The footballing world was rocked on Sunday by the announcement of the European Super League.
The Premier League’s big six clubs have all agreed in principle to become founding members of the competition, along with six other European heavyweights. According to a statement released on Sunday night, the competition is ‘intended to commence as soon as practicable’.
The clubs involved in the proposed midweek tournament have been threatened with a ban from their domestic leagues, while their players could be barred from representing their country at major tournaments.
Clearly, the ramifications for the sport as a whole could be monumental.

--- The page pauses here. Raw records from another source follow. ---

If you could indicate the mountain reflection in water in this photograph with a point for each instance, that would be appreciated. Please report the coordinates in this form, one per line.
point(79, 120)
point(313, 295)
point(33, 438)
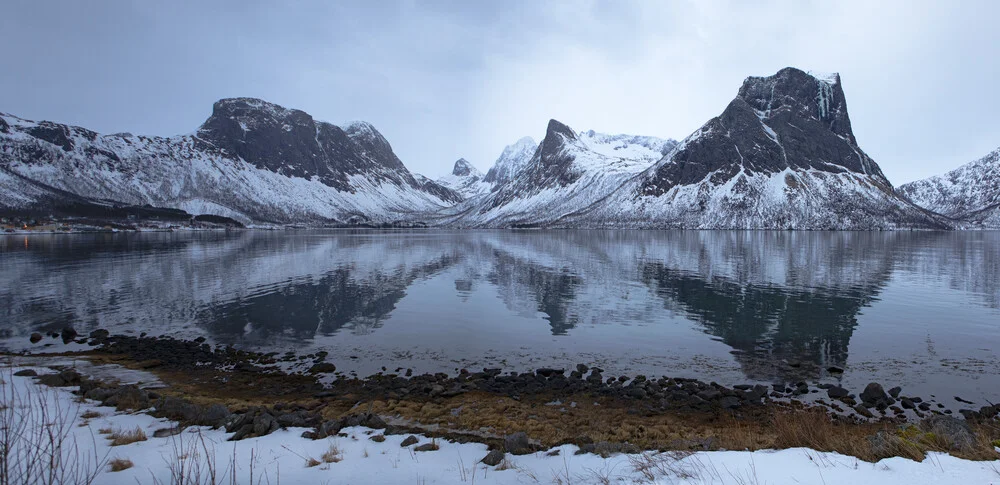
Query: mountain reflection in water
point(780, 302)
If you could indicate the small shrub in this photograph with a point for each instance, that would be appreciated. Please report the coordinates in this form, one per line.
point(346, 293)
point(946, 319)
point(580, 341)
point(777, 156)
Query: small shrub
point(119, 464)
point(332, 455)
point(125, 437)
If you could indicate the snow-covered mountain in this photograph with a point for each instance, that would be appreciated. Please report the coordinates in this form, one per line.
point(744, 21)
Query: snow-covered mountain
point(251, 160)
point(970, 193)
point(511, 161)
point(782, 155)
point(466, 180)
point(642, 150)
point(566, 172)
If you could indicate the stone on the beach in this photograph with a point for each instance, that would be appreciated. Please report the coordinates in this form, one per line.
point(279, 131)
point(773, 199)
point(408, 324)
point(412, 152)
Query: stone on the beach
point(493, 458)
point(837, 392)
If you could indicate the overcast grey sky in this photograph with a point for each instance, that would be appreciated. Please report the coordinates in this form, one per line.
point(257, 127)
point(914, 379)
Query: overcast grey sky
point(443, 80)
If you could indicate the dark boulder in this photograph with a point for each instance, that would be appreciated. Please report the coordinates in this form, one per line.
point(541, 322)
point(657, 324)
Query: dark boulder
point(493, 458)
point(837, 392)
point(874, 396)
point(68, 334)
point(322, 368)
point(427, 447)
point(518, 444)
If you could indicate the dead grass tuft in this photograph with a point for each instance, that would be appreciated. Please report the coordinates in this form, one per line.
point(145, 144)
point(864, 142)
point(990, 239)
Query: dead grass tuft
point(333, 454)
point(119, 464)
point(91, 415)
point(125, 437)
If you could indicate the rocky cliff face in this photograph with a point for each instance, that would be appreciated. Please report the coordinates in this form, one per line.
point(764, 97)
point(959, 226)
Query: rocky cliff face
point(780, 156)
point(511, 161)
point(465, 179)
point(251, 160)
point(970, 193)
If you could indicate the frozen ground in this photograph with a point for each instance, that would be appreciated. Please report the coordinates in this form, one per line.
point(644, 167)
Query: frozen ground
point(200, 453)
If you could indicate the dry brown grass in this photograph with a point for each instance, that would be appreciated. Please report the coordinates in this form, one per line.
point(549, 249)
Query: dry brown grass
point(119, 464)
point(333, 454)
point(125, 437)
point(612, 420)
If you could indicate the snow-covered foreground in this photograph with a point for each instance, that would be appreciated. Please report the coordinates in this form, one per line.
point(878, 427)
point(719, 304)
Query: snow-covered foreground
point(282, 457)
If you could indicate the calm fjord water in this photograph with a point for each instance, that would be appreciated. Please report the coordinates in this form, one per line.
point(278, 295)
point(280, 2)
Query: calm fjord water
point(920, 309)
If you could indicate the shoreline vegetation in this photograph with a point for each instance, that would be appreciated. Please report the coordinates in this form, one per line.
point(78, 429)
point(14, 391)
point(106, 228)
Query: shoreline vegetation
point(248, 395)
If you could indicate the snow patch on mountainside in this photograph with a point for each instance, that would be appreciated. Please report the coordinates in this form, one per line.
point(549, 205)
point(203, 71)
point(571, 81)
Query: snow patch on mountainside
point(512, 160)
point(970, 192)
point(466, 179)
point(635, 151)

PCP Capital Partners figure slams Super League money-grab
On Sunday afternoon, Mehrdad Ghodoussi, husband of Amanda Staveley and a partner in the company which agreed a £305m deal to buy Newcastle United in 2020, took to Twitter to denounce the plans, saying: “When football becomes just about money #superleague”.
Neither Bayern Munich nor Paris Saint-Germain have committed to the competition, with the French champions of the belief that European competition should not be restricted to the wealthiest clubs.
Transfer Tavern verdict
Were the European Super League to go ahead, it would be a definitive, maybe irreversible ‘game’s gone’ moment.
Supporters can only hope that the domestic leagues, UEFA and FIFA stand firm in their warnings, and that the clubs involved are forced to back down.
But who holds the cards? Can the Premier League really survive without the big six?